デイヴィッド・ミッチェル『ボーン・クロックス』を読みました。
まず言っていい?
この本は、私的ブックランキング2021年のトップ10に入ります!!!ぱちぱちぱち(日本では2020年刊行だけども)
めっちゃ面白かった。本当に面白かった。長かったけど、夢中で読んだ。本当に夢中で読みました。定価で5400円するんですけど、これは買いだな~(図書館から借りて読みました)。そのうち自分で買います。ええ。買います。
世界幻想文学大賞受賞ということで、私はここで「幻想文学とは?」という話になるのだけれど、おそらくこの本は「幻想文学?向こうから来い」という感じで、本当に幻想文学の方から『ボーン・クロックス』に寄ってきた、そういう感じがします。SFとも言えそうだし(言えないか)ファンタジーとも言えるし(それは言えそう)終末世界をえがいた話でもある。

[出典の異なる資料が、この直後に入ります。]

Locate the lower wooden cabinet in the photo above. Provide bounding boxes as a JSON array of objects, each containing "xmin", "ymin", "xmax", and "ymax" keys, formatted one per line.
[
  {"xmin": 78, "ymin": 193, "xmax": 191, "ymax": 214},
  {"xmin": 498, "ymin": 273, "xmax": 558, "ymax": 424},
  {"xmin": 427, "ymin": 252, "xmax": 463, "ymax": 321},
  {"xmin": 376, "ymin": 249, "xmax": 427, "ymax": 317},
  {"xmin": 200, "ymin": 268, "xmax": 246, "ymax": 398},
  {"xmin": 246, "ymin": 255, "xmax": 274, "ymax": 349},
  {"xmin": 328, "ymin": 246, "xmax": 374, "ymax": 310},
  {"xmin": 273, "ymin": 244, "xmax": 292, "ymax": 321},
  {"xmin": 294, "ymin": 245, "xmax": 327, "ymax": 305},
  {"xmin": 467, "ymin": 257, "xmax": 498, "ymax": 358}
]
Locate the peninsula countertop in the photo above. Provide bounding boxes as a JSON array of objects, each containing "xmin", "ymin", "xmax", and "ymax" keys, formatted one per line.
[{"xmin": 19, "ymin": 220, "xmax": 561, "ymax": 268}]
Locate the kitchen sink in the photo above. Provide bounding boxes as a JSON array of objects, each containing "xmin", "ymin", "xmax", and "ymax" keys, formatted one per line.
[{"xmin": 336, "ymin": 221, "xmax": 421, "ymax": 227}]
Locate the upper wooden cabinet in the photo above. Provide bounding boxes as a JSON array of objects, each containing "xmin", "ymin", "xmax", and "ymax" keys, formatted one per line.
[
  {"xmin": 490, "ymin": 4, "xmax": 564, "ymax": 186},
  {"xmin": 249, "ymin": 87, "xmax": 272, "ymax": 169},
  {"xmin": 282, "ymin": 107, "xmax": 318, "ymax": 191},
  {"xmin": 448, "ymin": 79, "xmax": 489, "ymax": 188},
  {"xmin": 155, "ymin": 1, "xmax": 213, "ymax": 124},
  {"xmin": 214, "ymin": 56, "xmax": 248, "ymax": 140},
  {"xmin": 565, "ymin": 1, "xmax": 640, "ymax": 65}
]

主人公であるホリー・サイクスが十代の頃、エスター・リトルと出会うシーンが何よりお気に入りだ。緑茶をもらうところ。その出会いの真の意味を知ることになるのはずっと後になるが、真実を知った時ゾクッとした。とんちんかんな会話をしてらあ、と思っていたけど、全然意味通じる、そういうことだったんだ…。あとはホリーの弟であるジャッコが彼女に迷路をプレゼントするところとかも。鳥肌です。
この物語は<時計学者>と<隠者>という勢力の闘争の物語でもあるのだけど、結局は、ホリー・サイクスという一人の女性<ボーン・クロックス>の物語であるということが大きい。タイトルもこれ以上ないタイトルだと言えます。
小説を読むことはいつも楽しくないわけではないけれど、『ボーン・クロックス』はかつて物語に心底夢中になっていたときの興奮を思い出させてくれました。幸せな読書体験でした。